Quem segue Victoria De Angelis, a competentíssima baixista do Måneskin, sabe que ela é uma exibicionista profissional dentro e fora dos palcos. Do alto de seus 23 anos de idade, a loira com ascendência dinamarquesa coleciona fotos provocativas e sensuais em suas redes sociais.

Há quem vá levantar o debate da objetificação. Eu, do alto dos meus 42, acho uma conquista do feminismo. Mostra quem quer, quem se sente à vontade, e não é da conta de ninguém qualquer senão sobre. É libertário e transgressor estar de bem consigo. É amor próprio. É confiança. Em 2023, o corpo feminino sequer deveria ser tabu ou tema de discussão.

Quando eu, quase 20h de uma quinta-feira, me sinto obrigada a sentar e escrever sobre, é porque a cada dez passos para frente, a gente precisa voltar algumas casas e ser didática sobre a posição da mulher na sociedade. Sabe o ditado “lugar da mulher é onde ela quiser”? Isso vale para o seu comportamento. Desde que não infrinja leis, ética (principalmente entre mulheres), temos mais do que o direito, temos o dever de sermos livres.

Mais do que a excelente profissional que é, Victoria De Angelis é uma personagem importante fora do contexto Måneskin. Ou melhor, todo o Måneskin e sua postura infratora da política moral e dos bons costumes é necessário. Como única mulher, Victoria vai além. Tem uma geração se espelhando nessa infinita vontade de viver. De ser. De não se importar a opinião castradora do outro.

Não estamos falando de crimes. De preconceitos. De aberrações. Estamos falando de liberdade de ação e expressão. Na guerra dos valores da Itália dominada pela extrema-direita, a única arma que ela usa é o próprio corpo. Não é, nunca foi, e jamais será criminosa a honraria de mostrar – e sentir-se confortável com isso – o que é seu.

Há as contrapartidas, é claro. Não deveria, mas estão à mesa. E o julgamento sempre condena a mulher. É mais fácil dizer que ela se expôs porque quis, estava ciente da prestação a ser paga, do que condenar o comentário libidinoso – e asqueroso – do cantor Vasco Rossi, 71 anos de idade e uma carreira de tantos sucessos e prêmios, que poderia passar sem a mancha do machismo que tem “estrutural” no sobrenome, mas que a essas alturas já pode ser considerado escolha. E, diante do contexto, falta de bom senso.

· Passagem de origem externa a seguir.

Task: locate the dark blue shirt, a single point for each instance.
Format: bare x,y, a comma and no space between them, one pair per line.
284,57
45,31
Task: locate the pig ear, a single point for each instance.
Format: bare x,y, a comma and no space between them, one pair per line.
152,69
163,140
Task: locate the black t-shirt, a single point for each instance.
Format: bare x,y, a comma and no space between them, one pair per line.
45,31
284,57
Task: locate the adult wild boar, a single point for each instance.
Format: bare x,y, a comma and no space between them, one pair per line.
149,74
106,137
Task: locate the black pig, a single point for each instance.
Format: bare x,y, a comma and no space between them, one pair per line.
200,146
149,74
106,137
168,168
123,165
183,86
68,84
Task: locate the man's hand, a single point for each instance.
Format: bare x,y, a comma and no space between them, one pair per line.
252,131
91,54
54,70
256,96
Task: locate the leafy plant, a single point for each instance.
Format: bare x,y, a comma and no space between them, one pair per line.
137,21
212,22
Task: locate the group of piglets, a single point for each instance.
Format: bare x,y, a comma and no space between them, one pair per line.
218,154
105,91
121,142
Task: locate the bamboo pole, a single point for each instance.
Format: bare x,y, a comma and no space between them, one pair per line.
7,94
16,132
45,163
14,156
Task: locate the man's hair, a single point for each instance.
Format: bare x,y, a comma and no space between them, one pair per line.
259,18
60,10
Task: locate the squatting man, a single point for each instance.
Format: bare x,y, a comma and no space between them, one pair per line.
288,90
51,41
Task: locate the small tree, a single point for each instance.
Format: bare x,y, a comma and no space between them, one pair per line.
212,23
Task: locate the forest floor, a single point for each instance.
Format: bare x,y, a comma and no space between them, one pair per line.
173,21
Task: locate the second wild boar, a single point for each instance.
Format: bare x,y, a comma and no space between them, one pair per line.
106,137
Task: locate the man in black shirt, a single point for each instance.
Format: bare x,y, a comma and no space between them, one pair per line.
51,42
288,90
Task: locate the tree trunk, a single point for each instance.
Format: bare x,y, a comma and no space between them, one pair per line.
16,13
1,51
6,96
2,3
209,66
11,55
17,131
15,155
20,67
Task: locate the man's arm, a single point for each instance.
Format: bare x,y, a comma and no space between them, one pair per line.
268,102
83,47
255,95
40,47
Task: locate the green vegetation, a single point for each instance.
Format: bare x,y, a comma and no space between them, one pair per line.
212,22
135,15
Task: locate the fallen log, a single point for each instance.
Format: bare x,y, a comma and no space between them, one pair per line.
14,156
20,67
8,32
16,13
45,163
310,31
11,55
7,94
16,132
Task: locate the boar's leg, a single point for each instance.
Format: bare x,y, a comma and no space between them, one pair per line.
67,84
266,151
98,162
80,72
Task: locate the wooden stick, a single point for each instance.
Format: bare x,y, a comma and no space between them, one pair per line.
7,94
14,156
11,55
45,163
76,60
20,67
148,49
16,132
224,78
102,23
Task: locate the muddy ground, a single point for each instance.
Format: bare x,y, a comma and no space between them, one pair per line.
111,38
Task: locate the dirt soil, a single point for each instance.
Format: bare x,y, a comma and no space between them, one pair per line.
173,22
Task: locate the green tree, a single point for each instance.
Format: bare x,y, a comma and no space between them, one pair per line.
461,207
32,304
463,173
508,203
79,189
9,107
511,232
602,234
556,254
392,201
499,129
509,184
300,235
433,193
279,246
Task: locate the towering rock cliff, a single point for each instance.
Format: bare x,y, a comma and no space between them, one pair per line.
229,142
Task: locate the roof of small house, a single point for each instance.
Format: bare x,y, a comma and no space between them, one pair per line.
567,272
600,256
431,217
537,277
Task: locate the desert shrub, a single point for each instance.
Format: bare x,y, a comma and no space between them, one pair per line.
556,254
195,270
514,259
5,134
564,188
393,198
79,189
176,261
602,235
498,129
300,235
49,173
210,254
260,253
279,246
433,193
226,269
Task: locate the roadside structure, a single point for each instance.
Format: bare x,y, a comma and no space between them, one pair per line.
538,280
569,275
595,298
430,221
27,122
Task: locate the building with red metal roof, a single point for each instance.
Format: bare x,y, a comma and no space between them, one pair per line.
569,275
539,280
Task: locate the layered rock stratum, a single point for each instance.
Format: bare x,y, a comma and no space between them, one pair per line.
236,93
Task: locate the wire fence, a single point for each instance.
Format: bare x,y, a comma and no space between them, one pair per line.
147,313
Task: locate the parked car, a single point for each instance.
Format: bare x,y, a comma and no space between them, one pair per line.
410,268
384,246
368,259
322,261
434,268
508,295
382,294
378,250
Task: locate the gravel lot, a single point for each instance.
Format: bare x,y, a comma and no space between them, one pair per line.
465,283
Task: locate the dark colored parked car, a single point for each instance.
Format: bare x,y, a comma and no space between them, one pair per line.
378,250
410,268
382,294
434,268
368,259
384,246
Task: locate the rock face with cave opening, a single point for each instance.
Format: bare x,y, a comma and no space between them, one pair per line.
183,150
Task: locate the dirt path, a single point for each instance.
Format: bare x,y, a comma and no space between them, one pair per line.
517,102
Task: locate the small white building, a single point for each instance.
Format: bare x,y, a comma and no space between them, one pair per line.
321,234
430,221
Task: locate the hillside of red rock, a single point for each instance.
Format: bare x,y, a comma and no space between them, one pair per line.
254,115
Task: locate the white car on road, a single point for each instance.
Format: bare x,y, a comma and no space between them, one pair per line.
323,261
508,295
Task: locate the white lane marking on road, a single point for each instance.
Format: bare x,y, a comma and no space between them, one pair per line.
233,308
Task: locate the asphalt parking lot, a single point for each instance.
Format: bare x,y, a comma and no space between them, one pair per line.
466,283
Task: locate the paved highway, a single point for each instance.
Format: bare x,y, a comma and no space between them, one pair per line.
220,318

No Instagram de Dagocafonal, o veterano se sentiu à vontade para comentar publicamente uma imagem de Victoria trajando um biquini com “Slurp”, onomatopeia para quem, em bom português, lambeu os beiços. Não contente, ainda mandou um emoji de foguinho. Tudo isso publicamente. No fim, quem vai para o tribunal popular é ela mesmo. Os homens são apenas reação aos maus hábitos das mulheres contemporâneas, eles dizem. Se defendem em um corporativismo que poucas vezes encontra resistência.

No caso, algumas arrobas masculinas realçaram o fato de Victoria ter idade para ser sua neta e que, portanto, o comentário caiu mal. Foram poucas, mas apareceram. A maior parte foi lá e ainda curtiu a malícia blindada dos homens de bem.

Vasco Rossi, como dito acima, é um artista alabado. Tem feats com os principais nomes da música italiana. É ídolo de muitos, inclusive. Difícil imaginar que alguém tomará partido dela e deixará de convidá-lo para qualquer música, show ou evento. Ou que dará aquele conselho de amigo de que isso não se faz. Ou lhe dará uma aula de feminismo, liberdade e mulher contemporânea. Vai passar batido.

E, mais uma vez sendo didática, é de suma importância ressaltar que, embora livre, transgressora e “exposta”, Victoria não precisa se deparar com velhos babões. Chegamos a um momento tão importante da nossa história feminina que sequer um “linda”, apenas elogioso, cairia bem. Contemplem, se quiserem, mas o façam em um respeitoso silêncio.

O silêncio de quem, enfim, foi capaz de entender que não importa a quantidade de roupa, não importa aquilo que fala, não importam os gestos, mulher não é patrimônio público. A nós, graças às muitas Victorias da História, foi dado o direito de viver como… um homem. Ou alguém da espécie já foi incomodado por andar sem camisa na rua, em um exemplo quase simplório do que é dado e do que é tolhido socialmente?

Se esforçam diariamente para nos provar o contrário, mas é isso. Hoje, somos livres. Não somos objeto.

Sim, a última frase é quase um apelo lúdico. Somos, mas ainda não deixam que sejamos. Mas seremos, um dia, totalmente sem mordaças sociais como a senhorita De Angelis.